21 years after Matthew Shepard’s brutal murder, what has changed for LGBT rights in the US?
Twenty-one years ago, Matthew Shepard was brutally murdered for being gay. His death was crucial to securing hate crime legislation for LGBT+ people in America. But, with US President Donald Trump prioritising religious freedom over protections for LGBT+ people, how far have we really come?
On the night of October 6 1998, 21-year-old college student Matthew Shepard was drinking beer alone in in a bar in Laramie, Wyoming, when he agreed to a lift home from two men, Aaron McKinney and Russell Henderson. The pair knew Shepard was gay and, according to some reports, pretended that they were also gay to lure him into their truck. That journey would prove fatal.
McKinney and Henderson drove Shepard to a remote location, where they proceeded to torture the college student, beat him with a pistol, and rob him. The attackers then tied Shepard to a fence, and left him for dead in near-freezing temperatures.
Shepard was so badly beaten that the passing cyclist who found him 18 hours later, and in a coma, initially mistook him for a scarecrow. His face was so coated in blood that that the tracks made by his tears—as he sobbed away his last, conscious moments—could clearly be made out. The 21-year-old student suffered multiple skull fractures and major brainstem damage, affecting his ability to regulate his heart rate and vital functions. His injuries were too severe for doctors to operate. Shepard never woke up. He died in hospital six days later.
Although McKinney and Henderson were convicted of first-degree murder for their crimes—and each handed consecutive life prison sentences—they could not be prosecuted for any homophobic motive behind Shepard’s murder because the 1969 United States federal hate-crime law only encompassed a person’s race, colour, religion or national origin.
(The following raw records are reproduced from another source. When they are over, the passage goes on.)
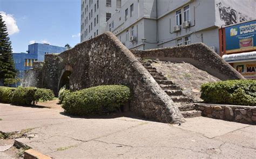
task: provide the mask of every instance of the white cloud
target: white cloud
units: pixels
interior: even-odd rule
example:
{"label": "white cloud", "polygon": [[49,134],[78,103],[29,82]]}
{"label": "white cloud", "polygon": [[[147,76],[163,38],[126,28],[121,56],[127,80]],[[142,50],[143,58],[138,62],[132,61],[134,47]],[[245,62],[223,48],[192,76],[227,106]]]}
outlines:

At the time, Shepard’s death became a cause célèbre, exposing the lack of hate crime laws for LGBT+ people in America. The killing made headlines across the world, finally highlighting to the rest of society what many LGBT+ people in the US already knew–that the discrimination they faced was physical, violent and fatal. What struck a chord with so many people was the familiarity of Shepard. He was just a normal kid.
Mobilised by their son’s death, Shepard’s parents Judy and Dennis became LGBT+ activists and, together, set up the Matthew Shepard Foundation in December 1998.
“I think that people could see themselves, their friends, neighbours, brothers or sisters in him, and that is why this story became one ‘of interest,’” Sara Grossman, communications manager at the Matthew Shepard Foundation, explains to PinkNews.
Grossman adds that, while Shepard was in hospital, people from around the world sent his family teddy bears, cheques and cards, with messages “begging them to take this moment in the spotlight and make it meaningful for the community.” She adds: “Here, we had a perfect moment to really make our plight known, and to shed light on why this story was so important.”
In the decade following Shepard’s death, Judy and Dennis lobbied for better legal protections for LGBT+ people. Finally, in October 2009, after a lengthy process in congress, the then-US president Barack Obama signed into law the Matthew Shepard and James Byrd Jr. Hate Crimes Prevention Act. This act—also a response to the murder of James Byrd Jr, a black man killed by two white supremacists—extended America’s hate crime laws to include gender, sexual orientation, gender identity, or disability.